Back to School: Stepping into the World of Architecture

I often wonder how an architect looks at the world. Is it similar to the way an artist might notice textures? Or how a musician can single out an instrument? While the rest of us hurry our way through city streets, eager to get from one building to another, are architects walking with their heads tilted up, dreaming up ways to shape our surroundings?

These sorts of questions are what lead me to professor Larry Speck’s Architecture 308, an undergraduate course made up of students ranging from freshmen to seniors across all kinds of majors. Speck—an architect who’s designed places like the Austin-Bergstrom International Airport—has been teaching the class for 35 years. He describes it as an overview of how architecture interacts with and shapes society.

“You’re around architecture every day,” Speck tells me. “It has an unconscious impact on our behavior, our lifestyle, attitudes, and mood.”

When I arrive at the classroom in the UTC on a Thursday afternoon in March, I take a seat between a student who diligently titles each page of his notes and another who’s scrambling to finish some kind of math homework. At five feet, two inches tall and 24 years old, I still blend in with the roughly 500 students in the room.

Looking around, I realize I’ve been here before. Years ago, I took accounting in this auditorium, learning to run a fake virtual lemonade stand that my “business partners” and I very expertly ran into the ground.
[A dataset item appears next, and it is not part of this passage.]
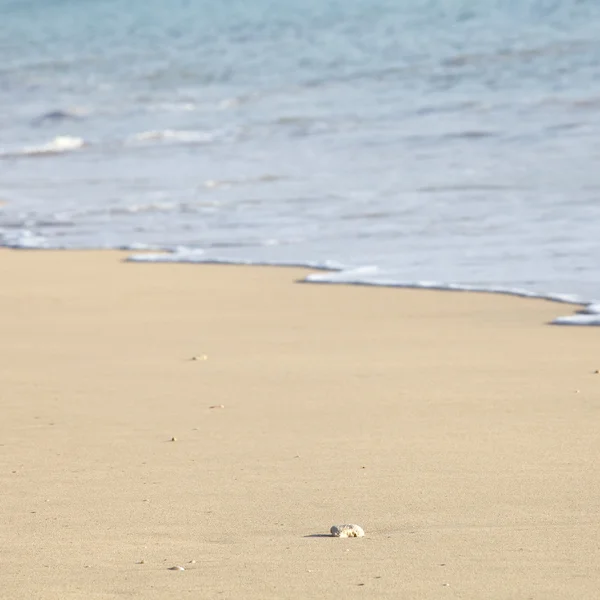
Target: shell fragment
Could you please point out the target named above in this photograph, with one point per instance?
(349, 530)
But today I am no entrepreneur. I’m here to learn how to think like an architect.

The topic of today’s class is “geography, topography, and ecology,” a lecture about how architecture physically interacts with the environment. When a natural disaster like Hurricane Harvey strikes, Speck points out that we are quick to call it an act of God. But with careful planning, there are ways to prevent cities from being destroyed. I learn about detention ponds, which are excavated areas installed near bodies of water to protect against flooding, and impervious cover, which is any type of man-made surface that doesn’t absorb rainfall, including patios, driveways, and sidewalks.

[Watch: Lawrence Speck explains the history and meaning of UT’s friezes]

Before we leave, Speck asks the class to take out index cards and mark their names. At the end of every lecture, he poses a question to the room that asks students to apply the day’s lesson to their actual lives.

“On a scale of one to 10, when you’re buying a house 10 years from now, how important will these preventative details be?” he asks us. He later tells me nearly 80 percent of the class marked nine or higher.

“I would say I’m a 9 or 10,” reads one student’s card. “I remember moving into a house two days before Hurricane Harvey and it not flooding because my dad chose a neighborhood outside of the 500 year flood plain.”

Another card reads: “Before I took this class, I fell somewhere between a 1 and 5. I enjoyed the environment superficially, but wouldn’t commit to respecting it in architecture.”It’s a perfect example of what Speck hopes his students take away from class.

When I ask him what I wonder most—if an architect sees the world differently than the average person—he says for the most part, yes. Though he spends most of his class trying to minimize that difference.

“We need to see the world like others do,” Speck says. “It’s important our architecture students study alongside a film major and engineer—those are the people they ought to care about how they perceive architecture. It’s a tool for everybody.”

To help his students better understand what he means, Speck says he often recites an anecdote about the difference between living in a sleepy town like Lockhart, Texas, and living in a crowded city like Brooklyn, New York. “In Lockhart, you’re probably living in a bungalow house with pecan trees out front and a great porch where you lounge, neighbors strolling by with their dog, and birds chirping melodically,” he says. “The way you build relationships with people and your attitude are going to be shaped by that place.”

But in Brooklyn, he says, “you’re in one of those warehouse buildings with 12 other hipsters. There’s graffiti everywhere, it smells a little funky, and there’s an anonymity. Maybe you thrive on the energy of the city, but there’s no vegetation—you’d be a totally different person living there.”

After class, I come to understand our world-builders a little more. They look at a building, a city, a place, and think of the how and the why of it. When I embark on my trek from the UTC back to the Etter-Harbin Alumni Center, I pay no attention to the swarm of students around me and focus on the landscape.

As I descend upon the Speedway hill, I question whether the PCL is giving the studious kids inside enough natural light. I pass Jester Hall, and notice how its numerous narrow windows make it resemble a prison, albeit one that contains some 2,000 rowdy college students. I look at my freshman dormitory area Brackenridge-Roberts-Prather, and take note of the friezes (sculpted or painted decorations) that line the building tops. I wonder, in the four years I spent walking these paths daily, how did this campus, in all its architectural glory, shape me?